Soy tormenta, amor. Igual de inestable, igual de ruidosa. Siento la electricidad por dentro, la siento correr en ni sangre, me hace llorar incluso cuando no tiene sentido hacerlo. Suelo llover sola, ¿sabes? paso tardes enteras encerrada entre cuatro paredes, chispeando en una lluvia suave y vehemente, a veces rozando la demencia con el filo de los labios. Otras veces duele de otra forma, estalla de repente sin previo aviso, sin que nadie se lo espere. Y entonces grito tan alto que se rompería el cielo, que caería hecho pedazos y jamás se recompondría del todo. Que se entere de lo que jode ser como yo. Generalmente siento dentro la misma atmósfera que la playa en plena marejada, a veces siento las olas romper contra los cristales de mi conciencia, arrasando con todo, soltando los hilos que me atan a la coherencia. Cristales de hielo frío se me incrustan en los pulmones, y no consigo respirar. Pero sigo llorando como alma atormentada por el diablo, persiguiendo metáforas escondidas en el viento, serpenteando entre árboles de locura.

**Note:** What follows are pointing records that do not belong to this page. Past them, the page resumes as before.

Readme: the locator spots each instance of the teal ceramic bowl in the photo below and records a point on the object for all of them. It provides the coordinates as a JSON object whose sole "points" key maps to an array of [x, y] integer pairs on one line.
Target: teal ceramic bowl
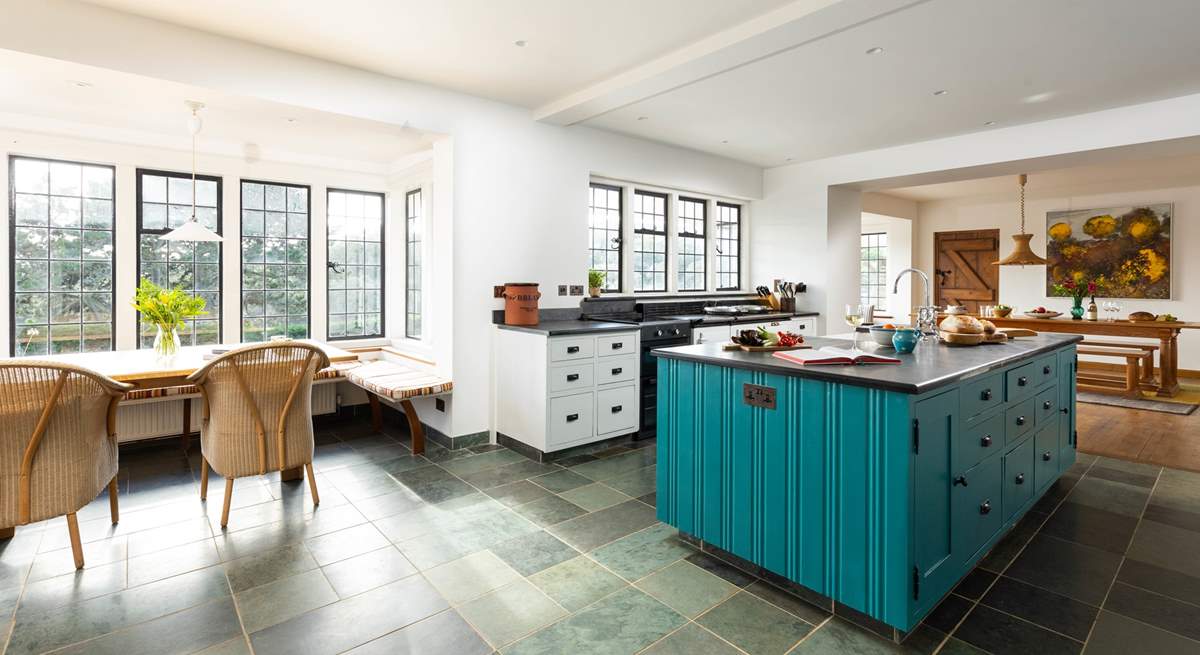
{"points": [[904, 340]]}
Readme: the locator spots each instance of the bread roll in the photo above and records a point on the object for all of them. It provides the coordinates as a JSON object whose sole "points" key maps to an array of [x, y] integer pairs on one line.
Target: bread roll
{"points": [[961, 325]]}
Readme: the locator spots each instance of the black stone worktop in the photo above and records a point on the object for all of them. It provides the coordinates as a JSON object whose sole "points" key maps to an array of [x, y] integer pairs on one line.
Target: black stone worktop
{"points": [[930, 366]]}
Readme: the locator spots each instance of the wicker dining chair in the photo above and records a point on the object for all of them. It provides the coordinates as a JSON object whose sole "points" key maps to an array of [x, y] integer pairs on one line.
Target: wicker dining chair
{"points": [[58, 443], [257, 413]]}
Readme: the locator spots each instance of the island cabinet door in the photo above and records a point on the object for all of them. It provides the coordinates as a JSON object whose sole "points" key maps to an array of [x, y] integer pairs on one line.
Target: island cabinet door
{"points": [[935, 430], [1067, 438]]}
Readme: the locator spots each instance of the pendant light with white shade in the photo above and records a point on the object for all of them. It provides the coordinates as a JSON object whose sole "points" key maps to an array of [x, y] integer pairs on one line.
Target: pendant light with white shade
{"points": [[192, 230]]}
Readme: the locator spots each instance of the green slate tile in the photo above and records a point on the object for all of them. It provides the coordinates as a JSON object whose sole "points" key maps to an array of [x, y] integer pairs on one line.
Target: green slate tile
{"points": [[756, 626], [623, 623], [510, 612], [691, 640], [576, 583], [594, 497], [640, 554], [687, 588]]}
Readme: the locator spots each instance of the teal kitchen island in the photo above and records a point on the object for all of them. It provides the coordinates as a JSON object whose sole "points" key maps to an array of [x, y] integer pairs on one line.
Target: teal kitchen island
{"points": [[877, 487]]}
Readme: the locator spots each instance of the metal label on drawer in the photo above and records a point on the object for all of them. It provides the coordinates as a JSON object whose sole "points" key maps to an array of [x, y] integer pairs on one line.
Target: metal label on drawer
{"points": [[755, 395]]}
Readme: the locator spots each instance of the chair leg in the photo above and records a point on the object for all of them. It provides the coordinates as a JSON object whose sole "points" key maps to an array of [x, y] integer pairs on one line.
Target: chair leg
{"points": [[113, 510], [312, 485], [225, 511], [76, 545], [414, 427]]}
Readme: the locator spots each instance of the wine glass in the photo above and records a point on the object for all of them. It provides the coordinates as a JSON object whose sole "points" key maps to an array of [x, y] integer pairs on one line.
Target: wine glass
{"points": [[855, 318]]}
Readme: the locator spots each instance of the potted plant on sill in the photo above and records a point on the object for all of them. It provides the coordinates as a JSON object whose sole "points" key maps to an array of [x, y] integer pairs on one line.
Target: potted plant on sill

Prefiero que llovamos juntos, ¿entiendes? Es como la lluvia de finales de verano, amor, cuando el sol asfixia, y a las tardes llueven cortinas de agua recia que se lleva las pesadillas y despeja la mente. Es agua de vida, corre en remolinos en mis entrañas y hace que resurjan mis ganas de seguir viviendo.
Saltaría al vacío y por fin sería libre, así es como he decidido que empiece mi historia.
Amanecer anclada en tu pecho, con el pelo revuelto de poesías. Y que fuera siga desplomándose el firmamento, que no cese la tormenta.
Hazme gritar, y al fin tendremos banda sonora.

Háblame de amaneceres y tormentas.

Sé que piensas que soy una niña cuando te pido que me cuentes cuentos.
Necesito que me hables de amaneceres, de tormentas, que me pintes el cielo con tonos pastel, con carboncillo, como cuando hacías retratos y pasabas horas sumergido en un folio, defendiéndote del mundo con un pedacito de carbón. Me gustaba verte pintar, era algo realmente tranquilizador, sentía como le salían alas a tu alma y de vez en cuando notaba caricias en la mejilla, tus miedos volaban lejos y me besaban en la frente prometiéndome no regresar nunca. Sabían que no ibas a volver a necesitarlos.
Era bonito intentar acompañar con palabras cada uno de tus trazos.
Cuéntame un cuento, pero que no sea de princesas.
Háblame de la lluvia, de cómo se mecen las mareas, del plenilunio, de caballos alados, de deseos que se cumplen. De amor, háblame de amor.